Between mid-2022 and mid-2023, commodity prices dropped nearly 40%, significantly impacting global inflation. However, since mid-2023, the World Bank’s commodity price index has remained relatively stagnant. Forecasting suggests a marginal decline of 3% in 2024 and 4% in 2025, insufficient to curb inflation still above central bank targets in many countries.
Indermit Gill, Chief Economist of the World Bank Group, highlights that falling commodity prices, a key factor in reducing inflation, have reached a plateau. This could lead to prolonged higher interest rates, especially if geopolitical tensions escalate, potentially triggering a major energy shock.

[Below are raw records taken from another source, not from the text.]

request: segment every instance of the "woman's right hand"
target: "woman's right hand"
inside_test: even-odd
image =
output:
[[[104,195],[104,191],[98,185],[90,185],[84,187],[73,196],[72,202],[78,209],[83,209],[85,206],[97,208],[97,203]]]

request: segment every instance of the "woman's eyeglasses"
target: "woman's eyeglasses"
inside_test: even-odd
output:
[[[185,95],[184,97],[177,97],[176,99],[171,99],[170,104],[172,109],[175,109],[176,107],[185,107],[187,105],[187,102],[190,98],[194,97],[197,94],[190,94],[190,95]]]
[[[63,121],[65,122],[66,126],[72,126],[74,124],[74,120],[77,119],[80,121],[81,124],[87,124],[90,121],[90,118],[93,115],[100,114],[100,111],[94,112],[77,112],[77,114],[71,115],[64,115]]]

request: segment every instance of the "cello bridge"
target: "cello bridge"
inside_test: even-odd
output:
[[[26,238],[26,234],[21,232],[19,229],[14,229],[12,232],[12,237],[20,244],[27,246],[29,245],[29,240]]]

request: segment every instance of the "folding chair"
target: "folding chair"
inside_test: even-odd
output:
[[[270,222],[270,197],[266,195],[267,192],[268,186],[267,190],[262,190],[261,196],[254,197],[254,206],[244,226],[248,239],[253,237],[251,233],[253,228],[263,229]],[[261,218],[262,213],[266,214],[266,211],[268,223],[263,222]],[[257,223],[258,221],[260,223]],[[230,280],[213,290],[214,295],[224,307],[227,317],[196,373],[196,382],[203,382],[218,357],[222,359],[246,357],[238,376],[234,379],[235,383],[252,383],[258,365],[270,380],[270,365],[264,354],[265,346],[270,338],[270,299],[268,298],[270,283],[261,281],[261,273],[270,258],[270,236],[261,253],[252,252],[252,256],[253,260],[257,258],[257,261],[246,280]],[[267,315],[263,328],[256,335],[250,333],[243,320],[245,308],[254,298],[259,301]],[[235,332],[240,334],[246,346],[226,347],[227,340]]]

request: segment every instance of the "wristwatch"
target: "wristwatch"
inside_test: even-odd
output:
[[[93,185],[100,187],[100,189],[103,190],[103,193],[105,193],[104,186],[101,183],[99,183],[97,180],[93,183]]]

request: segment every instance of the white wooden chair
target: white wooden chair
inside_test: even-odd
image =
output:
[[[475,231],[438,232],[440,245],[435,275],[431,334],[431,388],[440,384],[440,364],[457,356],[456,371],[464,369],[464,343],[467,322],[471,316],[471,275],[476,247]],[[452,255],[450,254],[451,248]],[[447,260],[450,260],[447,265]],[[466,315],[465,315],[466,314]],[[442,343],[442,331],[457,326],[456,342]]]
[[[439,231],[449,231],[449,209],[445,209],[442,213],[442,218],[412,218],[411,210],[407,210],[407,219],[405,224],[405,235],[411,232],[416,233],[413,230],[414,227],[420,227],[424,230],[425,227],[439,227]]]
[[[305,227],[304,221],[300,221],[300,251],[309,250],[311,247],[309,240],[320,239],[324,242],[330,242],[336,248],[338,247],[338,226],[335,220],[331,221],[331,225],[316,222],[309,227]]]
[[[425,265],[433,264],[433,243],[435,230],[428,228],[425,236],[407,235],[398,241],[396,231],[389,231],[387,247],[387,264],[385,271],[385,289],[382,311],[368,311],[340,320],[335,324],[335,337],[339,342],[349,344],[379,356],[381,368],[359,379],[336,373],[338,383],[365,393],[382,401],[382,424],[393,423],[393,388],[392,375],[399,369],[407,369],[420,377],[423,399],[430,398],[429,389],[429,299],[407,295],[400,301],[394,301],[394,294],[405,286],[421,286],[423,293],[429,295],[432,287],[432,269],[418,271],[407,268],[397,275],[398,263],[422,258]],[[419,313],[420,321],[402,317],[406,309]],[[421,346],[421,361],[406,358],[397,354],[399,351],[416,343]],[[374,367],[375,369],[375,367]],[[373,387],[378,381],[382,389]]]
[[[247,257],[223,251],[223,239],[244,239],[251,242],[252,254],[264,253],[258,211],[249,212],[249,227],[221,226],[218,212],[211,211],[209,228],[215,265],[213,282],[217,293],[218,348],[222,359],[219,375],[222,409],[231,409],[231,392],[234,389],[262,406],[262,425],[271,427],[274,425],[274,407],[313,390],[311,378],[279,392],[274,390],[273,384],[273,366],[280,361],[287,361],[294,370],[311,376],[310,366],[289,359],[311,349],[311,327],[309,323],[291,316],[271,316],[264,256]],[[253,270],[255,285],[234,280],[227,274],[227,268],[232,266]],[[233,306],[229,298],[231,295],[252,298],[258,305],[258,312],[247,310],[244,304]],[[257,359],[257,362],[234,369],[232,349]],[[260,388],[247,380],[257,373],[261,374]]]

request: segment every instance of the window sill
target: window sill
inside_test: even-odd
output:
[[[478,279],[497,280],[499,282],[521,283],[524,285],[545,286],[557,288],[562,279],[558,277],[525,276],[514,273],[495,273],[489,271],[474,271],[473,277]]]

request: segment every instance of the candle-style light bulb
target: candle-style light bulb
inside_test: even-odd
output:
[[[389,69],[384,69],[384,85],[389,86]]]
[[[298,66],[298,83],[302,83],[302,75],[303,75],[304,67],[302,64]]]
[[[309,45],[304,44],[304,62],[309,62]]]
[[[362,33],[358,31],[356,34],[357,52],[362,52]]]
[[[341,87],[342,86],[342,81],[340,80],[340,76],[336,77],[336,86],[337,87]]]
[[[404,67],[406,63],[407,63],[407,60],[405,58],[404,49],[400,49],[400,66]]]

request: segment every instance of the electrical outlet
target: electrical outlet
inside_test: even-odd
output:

Geopolitical tensions have kept oil prices elevated despite sluggish global growth, with Brent crude reaching $91 per barrel, well above pre-pandemic averages. Further escalation in the Middle East conflict could disrupt oil supplies, raising global inflation significantly.
Ayhan Kose, Deputy Chief Economist of the World Bank Group, emphasizes the divergence between global growth and commodity prices, attributing it to heightened geopolitical tensions. Central banks are advised to monitor inflationary risks associated with commodity price spikes amidst geopolitical uncertainties.
The report predicts record-high gold prices in 2024 due to increased demand amid geopolitical and policy uncertainties. Additionally, a Middle East conflict could drive up prices of natural gas, fertilizers, and food, impacting global markets.
Investment in green technologies has also influenced metal prices essential for clean energy transition, with copper and aluminum prices expected to rise in the coming years.
Lastly, the report evaluates various approaches to commodity price forecasting, emphasizing the importance of incorporating diverse analytical methods for accurate predictions.